The CodeBuild service manages Project resources. The Project struct has been added to hold information about each Project resources; Project Resources in turn manage ArtifactSettings:

type Project struct {
    Metadata                  iacTypes.Metadata
    ArtifactSettings          ArtifactSettings
    SecondaryArtifactSettings []ArtifactSettings
}

type ArtifactSettings struct {
    Metadata          iacTypes.Metadata
    EncryptionEnabled iacTypes.BoolValue
}

The iacTypes.Metadata struct is embedded in all of the Trivy types and provides a common set of metadata for all resources. This includes the file and line number where the resource was defined and the name of the resource.

A resource in this example Project can have a name and can optionally be encrypted. Instead of using raw string and bool types respectively, we use the trivy types iacTypes.Metadata and iacTypes.BoolValue. These types wrap the raw values and provide additional metadata about the value. For instance, whether it was set by the user and the file and line number where the resource was defined.

Have a look at the other providers and services in the iac/providers directory in Trivy.

Next you'll need to add a reference to your new service struct in the provider struct at pkg/iac/providers/aws/aws.go:

type AWS struct {
    ...
    CodeBuild      codebuild.CodeBuild
    ...
}

Update Adapters

Now you'll need to update all of the adapters which populate the struct of the provider that you have been using. Following the example above, if you want to add support for CodeBuild in Terraform, you'll need to update the Terraform AWS adatper as shown here: trivy/pkg/iac/adapters/terraform/aws/codebuild/adapt.go.
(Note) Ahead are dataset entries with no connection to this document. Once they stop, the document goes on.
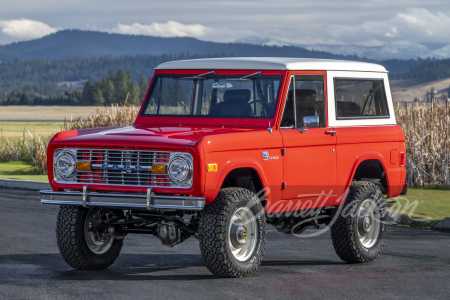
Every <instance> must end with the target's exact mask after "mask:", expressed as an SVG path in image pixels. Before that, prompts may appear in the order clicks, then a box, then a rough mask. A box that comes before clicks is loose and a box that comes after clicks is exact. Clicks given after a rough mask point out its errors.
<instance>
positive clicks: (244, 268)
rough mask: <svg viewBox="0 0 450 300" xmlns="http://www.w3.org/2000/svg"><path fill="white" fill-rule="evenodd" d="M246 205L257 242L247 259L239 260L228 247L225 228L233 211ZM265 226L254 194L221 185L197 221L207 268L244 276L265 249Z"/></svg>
mask: <svg viewBox="0 0 450 300" xmlns="http://www.w3.org/2000/svg"><path fill="white" fill-rule="evenodd" d="M244 206H247V207H248V208H250V210H251V211H252V212H253V214H254V215H255V216H256V224H257V231H258V235H257V242H256V246H255V250H254V252H253V254H252V255H251V256H250V257H249V258H248V259H247V260H246V261H238V260H237V259H236V258H235V257H234V256H233V254H232V252H231V250H230V247H229V238H228V234H229V232H228V228H229V226H230V220H231V217H232V216H233V214H234V212H235V211H236V210H237V209H238V208H240V207H244ZM266 236H267V225H266V219H265V214H264V208H263V207H262V205H261V202H260V201H259V200H258V198H257V197H256V195H255V193H253V192H252V191H250V190H247V189H243V188H224V189H221V190H220V191H219V194H218V195H217V197H216V199H215V200H214V201H213V202H212V203H210V204H208V205H207V206H205V208H204V210H203V211H202V213H201V217H200V223H199V240H200V250H201V253H202V257H203V260H204V261H205V264H206V267H207V268H208V269H209V271H211V273H213V274H214V275H217V276H221V277H231V278H239V277H247V276H250V275H252V274H253V273H254V272H255V271H256V269H257V268H258V267H259V265H260V264H261V261H262V259H263V257H264V251H265V248H266V242H267V239H266Z"/></svg>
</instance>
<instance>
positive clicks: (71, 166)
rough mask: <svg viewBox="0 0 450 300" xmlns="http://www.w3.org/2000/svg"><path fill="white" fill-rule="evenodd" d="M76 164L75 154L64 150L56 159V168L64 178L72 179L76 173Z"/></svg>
mask: <svg viewBox="0 0 450 300" xmlns="http://www.w3.org/2000/svg"><path fill="white" fill-rule="evenodd" d="M76 165H77V164H76V161H75V156H74V155H73V154H72V153H71V152H68V151H64V152H63V153H61V154H60V155H59V156H58V158H57V159H56V163H55V169H56V172H58V175H59V176H61V177H62V178H63V179H72V178H73V177H74V176H75V175H76V172H75V171H76Z"/></svg>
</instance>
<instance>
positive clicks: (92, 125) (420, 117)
mask: <svg viewBox="0 0 450 300" xmlns="http://www.w3.org/2000/svg"><path fill="white" fill-rule="evenodd" d="M441 102H442V103H440V104H439V103H432V104H424V105H421V104H420V103H417V104H413V105H411V104H406V103H404V104H401V105H400V104H399V105H397V106H396V108H395V113H396V116H397V122H398V124H399V125H401V126H402V128H403V130H404V132H405V136H406V151H407V162H406V168H407V170H408V176H407V182H408V184H409V185H410V186H429V185H432V184H437V185H446V186H448V185H449V184H450V183H449V181H450V178H449V159H450V151H449V144H450V143H449V142H450V141H449V136H450V124H449V123H450V119H449V118H450V111H449V105H448V102H446V101H441ZM138 112H139V107H138V106H135V105H131V104H127V103H126V104H124V105H113V106H110V107H106V108H103V109H99V108H97V109H96V111H95V112H93V113H92V114H91V115H89V116H87V117H86V120H85V121H83V120H82V118H81V117H78V118H76V119H74V120H70V121H65V122H64V125H63V130H73V129H84V128H98V127H114V126H129V125H132V124H133V123H134V120H135V119H136V116H137V114H138ZM48 140H49V138H43V137H42V136H38V137H35V136H34V135H32V134H30V133H28V132H25V131H24V132H23V133H22V138H21V139H20V140H17V141H12V142H11V141H10V140H8V139H5V138H3V137H2V140H1V141H0V142H1V144H0V160H2V161H28V162H30V163H32V164H33V172H34V173H36V174H45V173H46V169H47V166H46V162H47V160H46V148H47V144H48Z"/></svg>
Another example for updating the adapters is provided in the following PR. Additionally, please refer to the respective Terraform documentation on the provider to which you are adding the service. For instance, the Terraform documentation for AWS CodeBuild is provided here.

Create a new Schema for your provider

Once the new service has been added to the provider, you need to create the schema for the service as part of the provider schema.

This process has been automated with mage commands. In the Trivy root directory run mage schema:generate to generate the schema for your new service and mage schema:verify.